Te lloré a mares. Te lloré a ti, mientras en realidad me deshacía una a una de todas mis creencias sobre el primer amor, sobre el amor romántico, sobre las almas gemelas, sobre el príncipe azul, sobre el hilo rojo, sobre sufrir por amor y sobre los paraísos que se encuentran en cabezas ajenas.

Decidí vivir sin olvidarte, enfrentándome al recuerdo con la esperanza de que algún día no dolería tanto. Y se que dejarte era lo que tenía que hacer, pero fue tan inevitable como difícil. Dolía, quemaba, me quitaba el aire del cuerpo, mataba mis más íntimas esperanzas, me hacía perder la fe en la personas…

Si, fue la decisión correcta, la que me trajo hasta aquí, a la vida que hoy tengo. Decicí vivir sin olvidarte, pero sobre todo decidí vivir sin olvidarme a mi misma, sin renunciar a nada de lo que soy, de lo que quiero, de lo que puedo.

Contigo abandoné la perfección conmigo mientras lloraba, la dejé para los diseños impecables que solo existen en la publicidad, para la luz de las fotografías que me gusta tomar y para la perfecta curva que ahora dibujan las pestañas de mi hija al descubrir el mundo.

Las fotografías no son gente muerta o paisajes pasados como te gustaba pensar, son instantes de luz perfecta. Son esperanza de que habrá más y más momentos e instantes de luz perfecta. Son como los besos que le doy a mi hija, un crédito infinito a toda la felicidad de la que las personas somos capaces.

Me costó mucho volver a respirar profundo, pisar fuerte, estirarme, vestirme en color y reír con ganas.  El premio fue encontrarme a mi misma, cierto. El coste, la inocencia que murió en el proceso.

Aprender que no eras, como dicen las canciones, el último hombre en la tierra. Que el tiempo puede borrar algo tan poderoso como el recuerdo de mi piel en tu piel, que no estábamos solos tu y yo, que el mundo puedo descubrirlo y disfrutarlo sin que tu me abras la puerta.

Gracias por enseñarme que si, que puedo hacer cualquier cosa, que no te necesito, que no necesito tu compasión ni tu aliento constante. Soy fuerte si, más de lo que yo misma imaginaba. No necesito un matrimonio, no necesito una hipoteca, no necesito un papel que me una a nadie. La estabilidad me la doy yo a mi misma y en cualquier caso, está sobrevalorada.
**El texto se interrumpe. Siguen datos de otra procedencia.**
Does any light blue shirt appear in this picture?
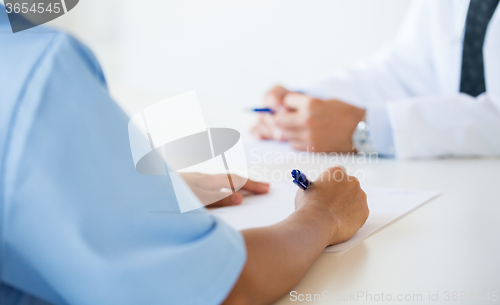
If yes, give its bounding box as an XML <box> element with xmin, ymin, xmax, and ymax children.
<box><xmin>0</xmin><ymin>5</ymin><xmax>246</xmax><ymax>305</ymax></box>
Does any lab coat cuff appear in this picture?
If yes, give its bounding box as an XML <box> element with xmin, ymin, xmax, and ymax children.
<box><xmin>366</xmin><ymin>105</ymin><xmax>395</xmax><ymax>157</ymax></box>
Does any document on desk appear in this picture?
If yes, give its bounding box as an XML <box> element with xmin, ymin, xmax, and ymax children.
<box><xmin>211</xmin><ymin>182</ymin><xmax>440</xmax><ymax>252</ymax></box>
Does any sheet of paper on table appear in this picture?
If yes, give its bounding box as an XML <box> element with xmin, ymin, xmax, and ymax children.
<box><xmin>211</xmin><ymin>182</ymin><xmax>440</xmax><ymax>252</ymax></box>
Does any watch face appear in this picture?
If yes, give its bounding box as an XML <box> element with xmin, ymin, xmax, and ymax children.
<box><xmin>352</xmin><ymin>121</ymin><xmax>375</xmax><ymax>153</ymax></box>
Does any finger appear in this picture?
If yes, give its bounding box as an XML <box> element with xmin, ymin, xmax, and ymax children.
<box><xmin>208</xmin><ymin>192</ymin><xmax>243</xmax><ymax>208</ymax></box>
<box><xmin>264</xmin><ymin>86</ymin><xmax>290</xmax><ymax>109</ymax></box>
<box><xmin>252</xmin><ymin>118</ymin><xmax>273</xmax><ymax>139</ymax></box>
<box><xmin>283</xmin><ymin>92</ymin><xmax>311</xmax><ymax>111</ymax></box>
<box><xmin>196</xmin><ymin>189</ymin><xmax>243</xmax><ymax>207</ymax></box>
<box><xmin>242</xmin><ymin>179</ymin><xmax>269</xmax><ymax>194</ymax></box>
<box><xmin>274</xmin><ymin>111</ymin><xmax>307</xmax><ymax>128</ymax></box>
<box><xmin>290</xmin><ymin>140</ymin><xmax>309</xmax><ymax>151</ymax></box>
<box><xmin>283</xmin><ymin>128</ymin><xmax>309</xmax><ymax>142</ymax></box>
<box><xmin>198</xmin><ymin>174</ymin><xmax>231</xmax><ymax>191</ymax></box>
<box><xmin>250</xmin><ymin>124</ymin><xmax>271</xmax><ymax>140</ymax></box>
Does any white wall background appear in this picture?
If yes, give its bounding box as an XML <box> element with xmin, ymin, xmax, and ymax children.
<box><xmin>45</xmin><ymin>0</ymin><xmax>410</xmax><ymax>124</ymax></box>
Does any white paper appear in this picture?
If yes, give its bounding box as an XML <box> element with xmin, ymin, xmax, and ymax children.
<box><xmin>211</xmin><ymin>182</ymin><xmax>440</xmax><ymax>252</ymax></box>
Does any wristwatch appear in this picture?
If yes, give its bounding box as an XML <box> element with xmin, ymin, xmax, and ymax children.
<box><xmin>352</xmin><ymin>120</ymin><xmax>376</xmax><ymax>154</ymax></box>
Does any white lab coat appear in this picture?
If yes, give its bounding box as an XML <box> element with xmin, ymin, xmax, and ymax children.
<box><xmin>307</xmin><ymin>0</ymin><xmax>500</xmax><ymax>158</ymax></box>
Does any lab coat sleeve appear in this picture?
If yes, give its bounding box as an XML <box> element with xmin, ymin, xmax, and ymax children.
<box><xmin>387</xmin><ymin>94</ymin><xmax>500</xmax><ymax>158</ymax></box>
<box><xmin>0</xmin><ymin>34</ymin><xmax>246</xmax><ymax>305</ymax></box>
<box><xmin>298</xmin><ymin>0</ymin><xmax>437</xmax><ymax>107</ymax></box>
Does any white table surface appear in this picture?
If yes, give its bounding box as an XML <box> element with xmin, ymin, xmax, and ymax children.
<box><xmin>112</xmin><ymin>85</ymin><xmax>500</xmax><ymax>304</ymax></box>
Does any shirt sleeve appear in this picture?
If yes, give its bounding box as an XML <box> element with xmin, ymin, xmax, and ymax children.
<box><xmin>0</xmin><ymin>34</ymin><xmax>246</xmax><ymax>304</ymax></box>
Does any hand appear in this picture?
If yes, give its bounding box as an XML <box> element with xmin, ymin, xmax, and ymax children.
<box><xmin>274</xmin><ymin>93</ymin><xmax>366</xmax><ymax>152</ymax></box>
<box><xmin>251</xmin><ymin>86</ymin><xmax>291</xmax><ymax>141</ymax></box>
<box><xmin>295</xmin><ymin>167</ymin><xmax>369</xmax><ymax>245</ymax></box>
<box><xmin>180</xmin><ymin>173</ymin><xmax>269</xmax><ymax>207</ymax></box>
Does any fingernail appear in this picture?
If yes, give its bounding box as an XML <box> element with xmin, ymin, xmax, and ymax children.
<box><xmin>231</xmin><ymin>193</ymin><xmax>241</xmax><ymax>204</ymax></box>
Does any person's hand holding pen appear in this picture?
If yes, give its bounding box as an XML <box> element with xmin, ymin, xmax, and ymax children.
<box><xmin>180</xmin><ymin>173</ymin><xmax>269</xmax><ymax>207</ymax></box>
<box><xmin>252</xmin><ymin>86</ymin><xmax>366</xmax><ymax>152</ymax></box>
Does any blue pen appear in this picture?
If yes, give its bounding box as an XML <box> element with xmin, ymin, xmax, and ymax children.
<box><xmin>252</xmin><ymin>108</ymin><xmax>274</xmax><ymax>114</ymax></box>
<box><xmin>252</xmin><ymin>91</ymin><xmax>305</xmax><ymax>114</ymax></box>
<box><xmin>292</xmin><ymin>169</ymin><xmax>312</xmax><ymax>191</ymax></box>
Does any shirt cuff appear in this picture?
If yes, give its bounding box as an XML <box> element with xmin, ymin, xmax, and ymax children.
<box><xmin>366</xmin><ymin>106</ymin><xmax>395</xmax><ymax>158</ymax></box>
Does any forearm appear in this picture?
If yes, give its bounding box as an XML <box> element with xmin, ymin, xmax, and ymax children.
<box><xmin>224</xmin><ymin>209</ymin><xmax>332</xmax><ymax>304</ymax></box>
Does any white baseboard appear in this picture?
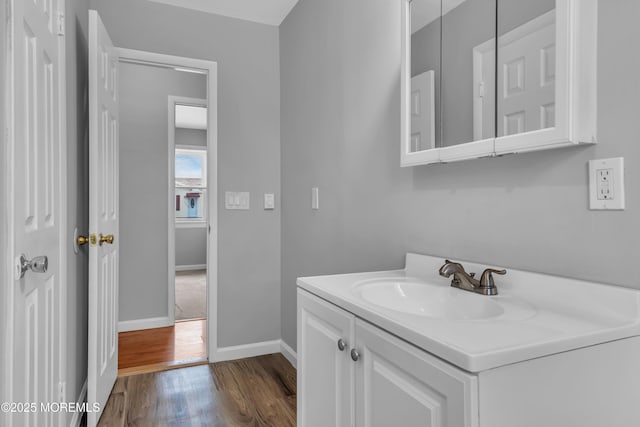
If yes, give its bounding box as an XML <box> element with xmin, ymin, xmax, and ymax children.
<box><xmin>69</xmin><ymin>380</ymin><xmax>87</xmax><ymax>427</ymax></box>
<box><xmin>118</xmin><ymin>317</ymin><xmax>173</xmax><ymax>332</ymax></box>
<box><xmin>214</xmin><ymin>340</ymin><xmax>280</xmax><ymax>362</ymax></box>
<box><xmin>176</xmin><ymin>264</ymin><xmax>207</xmax><ymax>271</ymax></box>
<box><xmin>280</xmin><ymin>340</ymin><xmax>298</xmax><ymax>369</ymax></box>
<box><xmin>209</xmin><ymin>340</ymin><xmax>298</xmax><ymax>368</ymax></box>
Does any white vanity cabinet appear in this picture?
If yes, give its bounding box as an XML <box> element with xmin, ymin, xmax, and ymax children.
<box><xmin>298</xmin><ymin>290</ymin><xmax>478</xmax><ymax>427</ymax></box>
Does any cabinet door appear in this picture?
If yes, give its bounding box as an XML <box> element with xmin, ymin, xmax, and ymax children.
<box><xmin>298</xmin><ymin>290</ymin><xmax>355</xmax><ymax>427</ymax></box>
<box><xmin>355</xmin><ymin>319</ymin><xmax>478</xmax><ymax>427</ymax></box>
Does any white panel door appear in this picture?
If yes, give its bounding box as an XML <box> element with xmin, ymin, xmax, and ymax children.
<box><xmin>411</xmin><ymin>70</ymin><xmax>436</xmax><ymax>152</ymax></box>
<box><xmin>355</xmin><ymin>319</ymin><xmax>478</xmax><ymax>427</ymax></box>
<box><xmin>87</xmin><ymin>10</ymin><xmax>119</xmax><ymax>427</ymax></box>
<box><xmin>497</xmin><ymin>10</ymin><xmax>556</xmax><ymax>136</ymax></box>
<box><xmin>5</xmin><ymin>0</ymin><xmax>66</xmax><ymax>427</ymax></box>
<box><xmin>298</xmin><ymin>290</ymin><xmax>354</xmax><ymax>427</ymax></box>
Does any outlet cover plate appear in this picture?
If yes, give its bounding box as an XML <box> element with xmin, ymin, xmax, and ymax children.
<box><xmin>589</xmin><ymin>157</ymin><xmax>625</xmax><ymax>210</ymax></box>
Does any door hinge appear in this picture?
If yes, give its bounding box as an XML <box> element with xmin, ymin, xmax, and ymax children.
<box><xmin>56</xmin><ymin>11</ymin><xmax>64</xmax><ymax>36</ymax></box>
<box><xmin>5</xmin><ymin>0</ymin><xmax>14</xmax><ymax>48</ymax></box>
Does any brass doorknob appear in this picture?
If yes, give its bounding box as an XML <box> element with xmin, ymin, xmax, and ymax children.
<box><xmin>99</xmin><ymin>233</ymin><xmax>113</xmax><ymax>246</ymax></box>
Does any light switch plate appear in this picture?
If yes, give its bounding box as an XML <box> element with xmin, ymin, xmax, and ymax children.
<box><xmin>224</xmin><ymin>191</ymin><xmax>249</xmax><ymax>210</ymax></box>
<box><xmin>264</xmin><ymin>193</ymin><xmax>276</xmax><ymax>210</ymax></box>
<box><xmin>311</xmin><ymin>187</ymin><xmax>320</xmax><ymax>211</ymax></box>
<box><xmin>589</xmin><ymin>157</ymin><xmax>625</xmax><ymax>210</ymax></box>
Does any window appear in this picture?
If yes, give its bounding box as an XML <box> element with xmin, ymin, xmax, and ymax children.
<box><xmin>175</xmin><ymin>148</ymin><xmax>207</xmax><ymax>222</ymax></box>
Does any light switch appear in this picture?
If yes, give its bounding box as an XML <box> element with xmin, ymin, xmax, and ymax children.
<box><xmin>264</xmin><ymin>193</ymin><xmax>276</xmax><ymax>210</ymax></box>
<box><xmin>311</xmin><ymin>187</ymin><xmax>320</xmax><ymax>211</ymax></box>
<box><xmin>224</xmin><ymin>191</ymin><xmax>250</xmax><ymax>210</ymax></box>
<box><xmin>589</xmin><ymin>157</ymin><xmax>625</xmax><ymax>210</ymax></box>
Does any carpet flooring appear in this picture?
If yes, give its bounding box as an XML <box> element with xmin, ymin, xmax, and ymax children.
<box><xmin>176</xmin><ymin>270</ymin><xmax>207</xmax><ymax>320</ymax></box>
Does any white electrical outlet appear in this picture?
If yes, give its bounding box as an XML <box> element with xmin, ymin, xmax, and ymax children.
<box><xmin>589</xmin><ymin>157</ymin><xmax>624</xmax><ymax>210</ymax></box>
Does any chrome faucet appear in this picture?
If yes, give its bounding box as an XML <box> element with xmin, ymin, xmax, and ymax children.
<box><xmin>439</xmin><ymin>259</ymin><xmax>507</xmax><ymax>295</ymax></box>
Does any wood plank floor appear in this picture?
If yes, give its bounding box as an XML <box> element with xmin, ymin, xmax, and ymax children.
<box><xmin>98</xmin><ymin>354</ymin><xmax>296</xmax><ymax>427</ymax></box>
<box><xmin>118</xmin><ymin>320</ymin><xmax>207</xmax><ymax>375</ymax></box>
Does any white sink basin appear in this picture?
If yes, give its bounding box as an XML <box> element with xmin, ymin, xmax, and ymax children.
<box><xmin>352</xmin><ymin>278</ymin><xmax>536</xmax><ymax>320</ymax></box>
<box><xmin>354</xmin><ymin>279</ymin><xmax>505</xmax><ymax>320</ymax></box>
<box><xmin>298</xmin><ymin>254</ymin><xmax>640</xmax><ymax>372</ymax></box>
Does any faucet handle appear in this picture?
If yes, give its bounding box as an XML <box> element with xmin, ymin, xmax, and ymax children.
<box><xmin>480</xmin><ymin>268</ymin><xmax>507</xmax><ymax>293</ymax></box>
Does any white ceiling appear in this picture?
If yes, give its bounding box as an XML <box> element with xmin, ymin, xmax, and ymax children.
<box><xmin>411</xmin><ymin>0</ymin><xmax>466</xmax><ymax>34</ymax></box>
<box><xmin>149</xmin><ymin>0</ymin><xmax>298</xmax><ymax>25</ymax></box>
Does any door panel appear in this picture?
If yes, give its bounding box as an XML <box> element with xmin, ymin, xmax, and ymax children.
<box><xmin>298</xmin><ymin>290</ymin><xmax>354</xmax><ymax>427</ymax></box>
<box><xmin>7</xmin><ymin>0</ymin><xmax>66</xmax><ymax>426</ymax></box>
<box><xmin>87</xmin><ymin>10</ymin><xmax>119</xmax><ymax>426</ymax></box>
<box><xmin>356</xmin><ymin>319</ymin><xmax>478</xmax><ymax>427</ymax></box>
<box><xmin>411</xmin><ymin>70</ymin><xmax>436</xmax><ymax>152</ymax></box>
<box><xmin>497</xmin><ymin>10</ymin><xmax>556</xmax><ymax>136</ymax></box>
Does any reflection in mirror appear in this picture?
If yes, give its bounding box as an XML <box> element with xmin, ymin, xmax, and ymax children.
<box><xmin>409</xmin><ymin>0</ymin><xmax>441</xmax><ymax>152</ymax></box>
<box><xmin>497</xmin><ymin>0</ymin><xmax>556</xmax><ymax>136</ymax></box>
<box><xmin>441</xmin><ymin>0</ymin><xmax>496</xmax><ymax>147</ymax></box>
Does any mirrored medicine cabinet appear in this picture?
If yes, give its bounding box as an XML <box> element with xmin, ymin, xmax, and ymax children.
<box><xmin>400</xmin><ymin>0</ymin><xmax>597</xmax><ymax>166</ymax></box>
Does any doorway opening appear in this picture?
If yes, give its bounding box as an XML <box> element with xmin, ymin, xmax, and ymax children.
<box><xmin>168</xmin><ymin>96</ymin><xmax>208</xmax><ymax>322</ymax></box>
<box><xmin>118</xmin><ymin>49</ymin><xmax>217</xmax><ymax>375</ymax></box>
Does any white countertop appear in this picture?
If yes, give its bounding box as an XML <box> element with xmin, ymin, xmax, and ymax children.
<box><xmin>297</xmin><ymin>254</ymin><xmax>640</xmax><ymax>372</ymax></box>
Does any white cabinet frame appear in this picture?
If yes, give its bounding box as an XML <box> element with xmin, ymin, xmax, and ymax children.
<box><xmin>400</xmin><ymin>0</ymin><xmax>598</xmax><ymax>167</ymax></box>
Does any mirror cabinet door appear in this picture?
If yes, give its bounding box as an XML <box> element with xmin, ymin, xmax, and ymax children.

Escojo cada día la vida que tengo, nada es ya fruto de una decisión pasada de la que podría no estar segura. No dejé de ser tuya para ser de él, porque no soy más que mía, patria eso si de mi hija. Mi único territorio está en realidad en esos momentos de perfecta luz.

Cuando empecé a pensar en lo que yo quería, empecé a conseguirlo. Construí alrededor de mi nueva autoestima un espacio con tiempo para mi, para mis amigos y amigas, para leer, para pensar, para el amor, los besos, la familia…

Aunque ahora fuera llueve y hace frío, sólo puedo pensar en lo cálido que es ahora mi mundo y te recuerdo con una sonrisa porque si, te lloré a mares, te lloré a ti, pero tú como yo no eras más que otra víctima de mil creencias que no eran nuestras.